Le lendemain matin, à 7 heures, je suis à l’aéroport du Bourget pour y rencontrer M. Usher Assouan, ministre des Affaires étrangères. Il arrive d’Abidjan, convoqué par le président Houphouët-Boigny. Je lui fais part de la déclaration de la veille au soir du président nigérien et des implications religieuses mises en relief par M. Maï Maïgana. M. Usher Assouan, lui aussi, semble ignorer le dessein du chef de l’État ivoirien. Il ne croit pas, me dit-il, que le président Houphouët-Boigny ira jusqu’à la reconnaissance, car « ce serait trop dangereux » pour tous les pays africains.
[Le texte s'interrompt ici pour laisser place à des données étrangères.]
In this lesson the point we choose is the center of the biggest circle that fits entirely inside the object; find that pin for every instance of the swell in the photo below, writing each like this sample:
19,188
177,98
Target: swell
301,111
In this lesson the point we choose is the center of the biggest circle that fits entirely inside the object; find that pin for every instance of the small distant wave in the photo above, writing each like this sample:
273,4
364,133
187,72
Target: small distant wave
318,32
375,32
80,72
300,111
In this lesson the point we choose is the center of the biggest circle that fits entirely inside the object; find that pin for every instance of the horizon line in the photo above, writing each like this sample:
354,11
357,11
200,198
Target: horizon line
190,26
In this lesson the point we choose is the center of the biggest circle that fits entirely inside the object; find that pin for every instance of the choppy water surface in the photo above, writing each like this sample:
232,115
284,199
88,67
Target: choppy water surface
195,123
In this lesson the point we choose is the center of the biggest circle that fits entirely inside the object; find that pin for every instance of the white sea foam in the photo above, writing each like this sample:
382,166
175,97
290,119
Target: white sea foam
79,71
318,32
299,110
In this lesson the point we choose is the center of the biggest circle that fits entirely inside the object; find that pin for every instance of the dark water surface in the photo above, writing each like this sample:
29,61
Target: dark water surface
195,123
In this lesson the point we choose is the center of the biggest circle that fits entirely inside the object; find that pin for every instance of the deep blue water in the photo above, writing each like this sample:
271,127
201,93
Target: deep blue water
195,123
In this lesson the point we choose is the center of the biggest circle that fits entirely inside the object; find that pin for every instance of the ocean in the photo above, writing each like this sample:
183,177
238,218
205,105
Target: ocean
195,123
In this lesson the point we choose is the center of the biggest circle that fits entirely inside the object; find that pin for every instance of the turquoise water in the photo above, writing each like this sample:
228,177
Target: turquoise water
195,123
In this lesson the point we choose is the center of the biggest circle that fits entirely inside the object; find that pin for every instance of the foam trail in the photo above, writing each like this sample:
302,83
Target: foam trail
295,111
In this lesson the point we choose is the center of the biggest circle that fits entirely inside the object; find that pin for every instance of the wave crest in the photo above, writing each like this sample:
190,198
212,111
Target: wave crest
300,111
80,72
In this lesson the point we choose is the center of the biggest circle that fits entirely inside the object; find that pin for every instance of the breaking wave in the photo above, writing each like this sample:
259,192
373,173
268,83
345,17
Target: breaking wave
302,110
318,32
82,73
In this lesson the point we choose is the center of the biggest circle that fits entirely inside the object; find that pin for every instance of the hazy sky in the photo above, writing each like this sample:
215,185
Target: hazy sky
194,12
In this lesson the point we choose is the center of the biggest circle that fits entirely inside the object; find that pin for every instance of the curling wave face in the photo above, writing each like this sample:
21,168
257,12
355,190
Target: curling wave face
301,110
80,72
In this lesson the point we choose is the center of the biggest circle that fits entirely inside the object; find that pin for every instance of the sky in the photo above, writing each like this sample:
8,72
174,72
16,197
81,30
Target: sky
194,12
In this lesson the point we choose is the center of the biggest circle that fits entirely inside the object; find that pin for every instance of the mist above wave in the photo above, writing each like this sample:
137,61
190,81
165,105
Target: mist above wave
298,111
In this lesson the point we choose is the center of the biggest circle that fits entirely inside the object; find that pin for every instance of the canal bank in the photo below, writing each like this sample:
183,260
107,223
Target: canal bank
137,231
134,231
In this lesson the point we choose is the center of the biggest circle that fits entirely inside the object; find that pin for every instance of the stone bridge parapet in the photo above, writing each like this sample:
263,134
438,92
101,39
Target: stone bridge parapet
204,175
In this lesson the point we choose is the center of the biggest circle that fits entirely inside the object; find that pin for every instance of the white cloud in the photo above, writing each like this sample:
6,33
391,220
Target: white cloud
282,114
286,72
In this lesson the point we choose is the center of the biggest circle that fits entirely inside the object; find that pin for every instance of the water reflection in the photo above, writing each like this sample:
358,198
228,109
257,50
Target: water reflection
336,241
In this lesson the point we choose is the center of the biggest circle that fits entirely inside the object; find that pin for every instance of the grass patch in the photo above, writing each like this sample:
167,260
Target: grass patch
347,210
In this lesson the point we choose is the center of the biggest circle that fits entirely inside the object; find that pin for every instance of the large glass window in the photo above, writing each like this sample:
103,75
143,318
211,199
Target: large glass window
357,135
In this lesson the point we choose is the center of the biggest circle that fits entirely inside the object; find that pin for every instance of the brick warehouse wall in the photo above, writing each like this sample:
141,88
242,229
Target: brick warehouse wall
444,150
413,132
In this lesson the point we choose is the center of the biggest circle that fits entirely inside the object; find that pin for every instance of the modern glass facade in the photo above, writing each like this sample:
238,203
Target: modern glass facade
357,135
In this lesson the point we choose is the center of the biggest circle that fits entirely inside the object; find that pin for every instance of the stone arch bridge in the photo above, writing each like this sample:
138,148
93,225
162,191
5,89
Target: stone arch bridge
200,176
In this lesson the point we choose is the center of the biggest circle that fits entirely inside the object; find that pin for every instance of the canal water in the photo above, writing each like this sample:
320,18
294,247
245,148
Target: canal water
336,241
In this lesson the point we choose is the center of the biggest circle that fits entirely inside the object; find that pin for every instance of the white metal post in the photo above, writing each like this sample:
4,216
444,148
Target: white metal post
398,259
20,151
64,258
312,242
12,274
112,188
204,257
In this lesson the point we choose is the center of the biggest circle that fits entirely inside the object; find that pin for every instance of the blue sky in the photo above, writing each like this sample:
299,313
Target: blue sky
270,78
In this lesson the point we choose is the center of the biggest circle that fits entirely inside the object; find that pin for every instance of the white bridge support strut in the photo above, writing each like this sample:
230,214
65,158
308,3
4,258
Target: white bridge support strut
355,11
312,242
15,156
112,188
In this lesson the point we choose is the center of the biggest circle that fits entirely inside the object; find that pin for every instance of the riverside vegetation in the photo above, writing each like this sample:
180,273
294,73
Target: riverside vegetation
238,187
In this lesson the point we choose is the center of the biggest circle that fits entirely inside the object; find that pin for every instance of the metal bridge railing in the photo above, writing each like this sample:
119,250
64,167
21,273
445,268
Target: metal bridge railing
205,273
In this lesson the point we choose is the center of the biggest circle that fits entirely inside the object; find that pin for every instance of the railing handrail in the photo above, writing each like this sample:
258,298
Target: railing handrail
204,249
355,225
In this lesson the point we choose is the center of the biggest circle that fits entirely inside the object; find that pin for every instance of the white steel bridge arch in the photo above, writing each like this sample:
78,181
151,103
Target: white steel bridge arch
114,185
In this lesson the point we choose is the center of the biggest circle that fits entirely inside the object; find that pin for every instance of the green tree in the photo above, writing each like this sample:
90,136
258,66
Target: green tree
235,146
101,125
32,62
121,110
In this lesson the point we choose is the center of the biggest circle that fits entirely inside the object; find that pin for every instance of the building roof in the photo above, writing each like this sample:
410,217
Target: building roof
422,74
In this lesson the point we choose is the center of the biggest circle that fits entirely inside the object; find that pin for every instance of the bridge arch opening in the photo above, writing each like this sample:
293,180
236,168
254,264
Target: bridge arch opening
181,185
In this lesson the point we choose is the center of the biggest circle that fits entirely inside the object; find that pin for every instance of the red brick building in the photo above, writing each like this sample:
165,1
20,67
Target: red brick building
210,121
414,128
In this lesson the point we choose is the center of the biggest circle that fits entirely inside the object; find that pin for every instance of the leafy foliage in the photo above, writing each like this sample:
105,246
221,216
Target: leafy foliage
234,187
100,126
Deux jours plus tard, le ministre ivoirien rentrera à Abidjan sans avoir rencontré le président Houphouët. Et le 2 mai, il sera amené à changer d’attitude et à prendre publiquement position, dans le quotidien abidjanais, en faveur du Biafra.
Rentré de Suisse à Paris le 3 mai, le président Houphouët-Boigny me reçoit le lendemain à sa villa de Marnes-la-Coquette. Sachant que le ministre n’a pu voir le Président, je veux l’informer des réserves de M. Hamani Diori, mettre en relief l’isolement de la Côte d’Ivoire et tenter de freiner le processus de reconnaissance du Biafra.
M. Houphouët-Boigny est pressé. Il me dit : "Je dois recevoir Foccart à 11 heures à Georges Mandel", son appartement de Paris.
A peine ai-je commencé à exposer mon opinion et pour la première fois depuis ma nomination auprès de lui comme conseiller, je suis ahuri de le voir exploser de colère. Il ne veut rien entendre. Non, on ne lui fera pas changer d’avis. Il en a assez des critiques. Personne ne comprend la situation. Il sait ce qu’il fait. Il n’a pas besoin de censeurs. Il y a des choses plus importantes que le Conseil de l’Entente. L’O.U.A. est impuissante.
Je n’arrive pas à placer un mot. Le Président ne décolère pas en mettant son pardessus. Il continue de crier en descendant au sous-sol pour monter en voiture. Il rouvre même la portière pour lancer d’autres arguments.